I usually use ARIN for IP lookup in the US. There are 2 others, one for Europe (RIPE) and one for Asia that I can't think of the name for at the moment. They not only give you the ISP, but the abuse contacts as well. I prefer to go to those as those are the ones that other sites use for the same info. I prefer to go right to the source.


----------



## Medvedya (May 23, 2005)

According to the link I live in Cheltenham - close, but no cigar.


----------



## Nonskimmer (May 23, 2005)

It's a bit deceiving for mine. It comes up as Dartmouth, which is actually a part of Halifax. They shouldn't really be listed separately. I suppose it _is_ better to be more specific though. Even though it's wrong in my case.


----------



## evangilder (May 23, 2005)

It's not exact. The location is the location of the ISP, not necessarily the IP address.


----------



## cheddar cheese (May 24, 2005)

It says im in Bristol   I wish...


----------



## Medvedya (May 24, 2005)

You're making me worried now.......

You're obsessed with Bristol - Jeesh!


----------



## the lancaster kicks ass (May 24, 2005)

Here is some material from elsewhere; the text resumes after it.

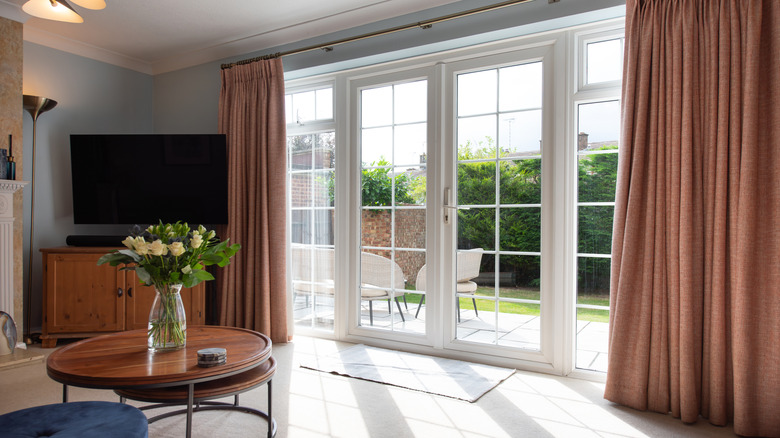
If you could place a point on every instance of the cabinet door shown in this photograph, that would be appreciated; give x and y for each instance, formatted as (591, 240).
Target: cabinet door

where does it say i live??


----------



## Maestro (May 25, 2005)

Ugh !  

It says that I'm living in Knoxville, Tenessee. In fact, that's a bit far from where I really live !


----------



## cheddar cheese (May 25, 2005)

Haha


----------



## Medvedya (May 25, 2005)

Heh! That's where my mates live! All the A-Bomb development was done there.


----------